Great art supposedly can transcend time, but a popular movie like “A Place in the Sun,” it picked up six Academy Awards, like almost all commercial art, ends up trapped within its context, within its moment. That’s not to say it’s not a good movie, maybe it’s a great movie, but whatever it is, it’s embedded irrevocably within the conventions, assumptions and the craft of movie-making as they existed in a time and a place. It is difficult to watch “A Place in the Sun” without being reminded constantly that it was made in Hollywood in 1951.
Think of the carpet-chewing performance by Raymond Burr as the prosecuting D.A., or of the sound track that telegraphs every emotional transition, and there’s the pre-feminist, pre-pill “American Tragedy” underlying the screenplay goes back to a 1906 novel.
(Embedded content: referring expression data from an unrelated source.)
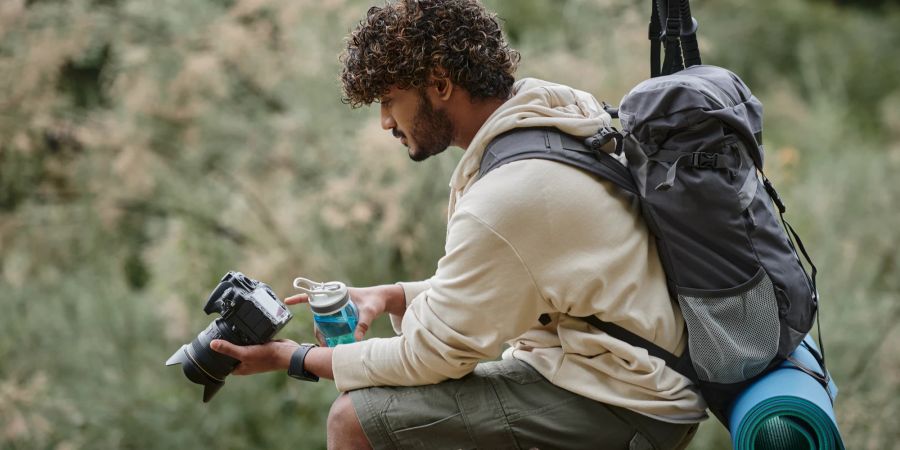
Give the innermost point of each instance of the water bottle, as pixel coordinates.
(334, 313)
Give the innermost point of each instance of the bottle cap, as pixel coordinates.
(324, 298)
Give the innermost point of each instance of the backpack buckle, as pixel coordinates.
(604, 135)
(703, 160)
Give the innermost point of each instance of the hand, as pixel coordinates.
(371, 302)
(273, 355)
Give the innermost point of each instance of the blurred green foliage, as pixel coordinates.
(146, 148)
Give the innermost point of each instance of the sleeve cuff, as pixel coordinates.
(411, 290)
(347, 365)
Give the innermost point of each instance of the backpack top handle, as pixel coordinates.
(671, 22)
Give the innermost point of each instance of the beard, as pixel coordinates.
(431, 133)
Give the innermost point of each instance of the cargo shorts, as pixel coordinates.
(505, 405)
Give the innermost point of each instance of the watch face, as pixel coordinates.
(295, 370)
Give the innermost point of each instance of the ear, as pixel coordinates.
(442, 84)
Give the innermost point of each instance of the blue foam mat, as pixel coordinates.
(787, 409)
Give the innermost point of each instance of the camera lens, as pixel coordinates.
(203, 365)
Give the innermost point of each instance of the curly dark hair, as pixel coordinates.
(405, 41)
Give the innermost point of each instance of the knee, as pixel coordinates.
(343, 424)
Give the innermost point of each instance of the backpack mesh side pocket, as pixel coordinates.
(733, 333)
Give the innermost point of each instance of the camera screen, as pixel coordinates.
(269, 304)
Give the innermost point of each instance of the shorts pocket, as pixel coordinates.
(732, 333)
(426, 423)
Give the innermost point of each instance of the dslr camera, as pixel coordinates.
(250, 314)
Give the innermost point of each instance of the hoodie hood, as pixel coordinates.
(534, 103)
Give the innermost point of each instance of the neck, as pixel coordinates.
(469, 118)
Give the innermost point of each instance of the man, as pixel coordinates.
(530, 240)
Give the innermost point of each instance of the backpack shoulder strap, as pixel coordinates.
(681, 364)
(551, 144)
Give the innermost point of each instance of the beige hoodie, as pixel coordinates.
(537, 237)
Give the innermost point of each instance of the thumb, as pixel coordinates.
(362, 325)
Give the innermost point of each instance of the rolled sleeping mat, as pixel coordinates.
(787, 409)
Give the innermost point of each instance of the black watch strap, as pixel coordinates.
(295, 369)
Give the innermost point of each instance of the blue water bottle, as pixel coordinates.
(334, 313)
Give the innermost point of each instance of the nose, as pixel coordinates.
(387, 121)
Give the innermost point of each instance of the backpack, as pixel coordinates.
(693, 144)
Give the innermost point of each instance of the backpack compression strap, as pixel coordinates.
(585, 154)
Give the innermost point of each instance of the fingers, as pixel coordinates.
(366, 316)
(227, 348)
(295, 299)
(320, 338)
(361, 329)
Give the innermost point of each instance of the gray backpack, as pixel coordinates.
(693, 144)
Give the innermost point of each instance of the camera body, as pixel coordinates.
(250, 309)
(251, 314)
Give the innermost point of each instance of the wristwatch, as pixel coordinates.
(295, 369)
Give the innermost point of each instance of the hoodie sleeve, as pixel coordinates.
(464, 316)
(411, 290)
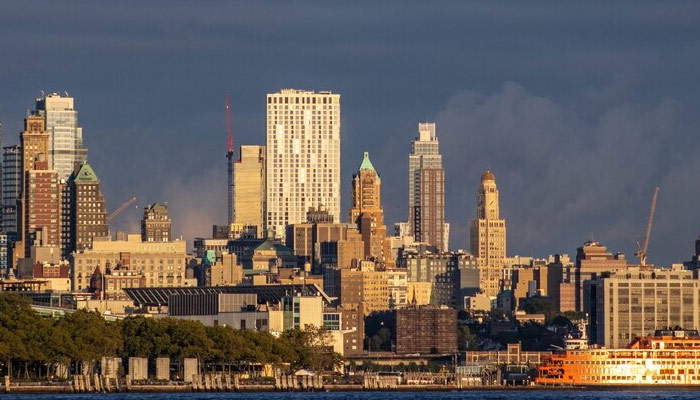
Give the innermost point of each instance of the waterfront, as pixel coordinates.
(611, 394)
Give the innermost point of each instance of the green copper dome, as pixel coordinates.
(366, 163)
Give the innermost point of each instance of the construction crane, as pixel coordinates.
(120, 209)
(642, 251)
(229, 156)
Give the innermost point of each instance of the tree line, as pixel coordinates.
(34, 347)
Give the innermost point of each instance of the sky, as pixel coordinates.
(580, 108)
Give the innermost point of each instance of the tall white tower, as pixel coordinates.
(303, 156)
(65, 136)
(488, 236)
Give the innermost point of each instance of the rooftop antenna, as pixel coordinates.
(229, 156)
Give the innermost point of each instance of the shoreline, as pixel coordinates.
(259, 388)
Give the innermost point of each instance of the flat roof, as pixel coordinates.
(159, 296)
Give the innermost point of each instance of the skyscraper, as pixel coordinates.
(488, 236)
(426, 189)
(366, 211)
(88, 212)
(303, 156)
(249, 187)
(11, 186)
(65, 136)
(41, 206)
(34, 142)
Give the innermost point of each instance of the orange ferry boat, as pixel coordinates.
(667, 358)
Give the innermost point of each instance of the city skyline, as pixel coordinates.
(550, 208)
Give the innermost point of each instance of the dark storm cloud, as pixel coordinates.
(579, 107)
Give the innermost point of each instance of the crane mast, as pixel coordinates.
(229, 156)
(120, 209)
(642, 250)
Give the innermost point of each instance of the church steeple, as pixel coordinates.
(487, 198)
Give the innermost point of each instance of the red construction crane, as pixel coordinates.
(120, 209)
(642, 251)
(229, 156)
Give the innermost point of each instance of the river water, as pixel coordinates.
(647, 394)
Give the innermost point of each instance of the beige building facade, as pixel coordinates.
(303, 156)
(488, 236)
(162, 264)
(249, 187)
(635, 304)
(366, 211)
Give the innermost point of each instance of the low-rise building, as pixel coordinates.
(634, 304)
(426, 330)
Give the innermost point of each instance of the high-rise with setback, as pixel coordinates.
(65, 136)
(366, 211)
(488, 236)
(11, 186)
(303, 156)
(426, 189)
(249, 187)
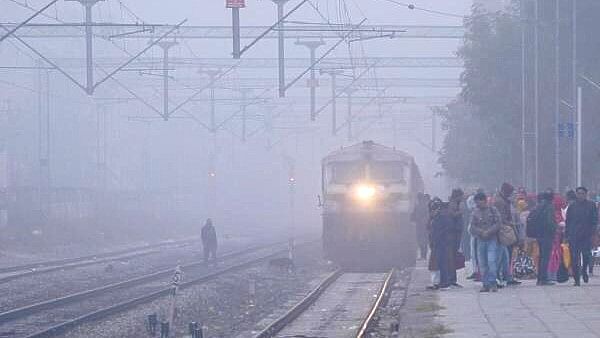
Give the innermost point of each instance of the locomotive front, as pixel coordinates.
(369, 192)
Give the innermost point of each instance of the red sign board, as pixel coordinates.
(235, 3)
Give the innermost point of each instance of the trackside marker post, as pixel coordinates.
(177, 278)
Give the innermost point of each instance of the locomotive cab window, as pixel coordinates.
(388, 172)
(346, 172)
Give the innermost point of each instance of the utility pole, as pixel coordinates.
(244, 107)
(523, 95)
(235, 6)
(334, 74)
(313, 84)
(557, 98)
(433, 131)
(575, 90)
(579, 136)
(89, 43)
(349, 113)
(166, 45)
(536, 102)
(44, 138)
(212, 165)
(281, 45)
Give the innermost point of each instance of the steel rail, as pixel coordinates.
(72, 298)
(276, 326)
(381, 297)
(111, 310)
(38, 265)
(75, 265)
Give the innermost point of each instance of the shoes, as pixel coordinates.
(473, 275)
(545, 283)
(456, 286)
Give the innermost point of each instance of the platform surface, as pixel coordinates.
(340, 310)
(527, 310)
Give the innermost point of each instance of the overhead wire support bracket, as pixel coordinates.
(293, 82)
(133, 58)
(271, 28)
(12, 31)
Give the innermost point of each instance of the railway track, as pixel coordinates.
(342, 305)
(11, 273)
(56, 316)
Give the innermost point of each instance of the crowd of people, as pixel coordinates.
(508, 236)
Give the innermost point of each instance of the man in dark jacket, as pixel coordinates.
(485, 224)
(442, 228)
(420, 217)
(209, 241)
(548, 225)
(504, 206)
(582, 219)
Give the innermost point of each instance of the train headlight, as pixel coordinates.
(365, 192)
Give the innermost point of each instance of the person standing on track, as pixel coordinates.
(443, 239)
(209, 241)
(504, 206)
(455, 235)
(485, 224)
(544, 217)
(582, 219)
(420, 217)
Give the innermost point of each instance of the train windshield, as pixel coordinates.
(346, 172)
(389, 172)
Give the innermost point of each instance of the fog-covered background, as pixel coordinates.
(108, 166)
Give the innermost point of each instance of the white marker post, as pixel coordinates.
(177, 278)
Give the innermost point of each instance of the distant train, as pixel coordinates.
(369, 191)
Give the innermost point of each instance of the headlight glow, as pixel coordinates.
(365, 192)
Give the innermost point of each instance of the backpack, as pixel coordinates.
(535, 225)
(524, 266)
(507, 235)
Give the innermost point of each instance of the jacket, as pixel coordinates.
(209, 236)
(582, 219)
(503, 206)
(485, 223)
(548, 219)
(442, 226)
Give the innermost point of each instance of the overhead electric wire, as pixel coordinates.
(427, 10)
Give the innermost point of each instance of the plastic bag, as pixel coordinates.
(566, 253)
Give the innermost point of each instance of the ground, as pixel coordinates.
(522, 311)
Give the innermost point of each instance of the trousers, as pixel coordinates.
(581, 252)
(545, 244)
(487, 253)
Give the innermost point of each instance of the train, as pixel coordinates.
(369, 191)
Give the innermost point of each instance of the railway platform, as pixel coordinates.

Best of all, try and look into the gorgeous gauzy face of a pre-Nicky Hilton Elizabeth Taylor without thinking of what’s yet to come in her life, or gaze upon the terminal handsomeness of a Montgomery Clift, and forget that he’s as yet still in the closet. It’s impossible to deny knowing all that’s been learned since 1951 and watch a movie like this in innocence. That doesn’t mean it can’t be enjoyed, but In its presentation, the picture is so heavily laden with its own time and place that it almost necessarily distracts current viewers in a way a well-made contemporary movie can’t; but certainly will, given enough time.
Watching old movies, and I do love to watch them, I am forced by the distance between then and now, to watch on multiple levels, something I don’t or can’t do with contemporary films because the distances are as yet too close. Old movies, movies removed from the zeitgeist of their making, no matter how good, nearly always become artifacts whose incidental details can overwhelm a later viewer from what the creators of the piece were trying to do. I am told that occasionally a movie becomes timeless. I wish I could think of even one, but I keep coming up empty.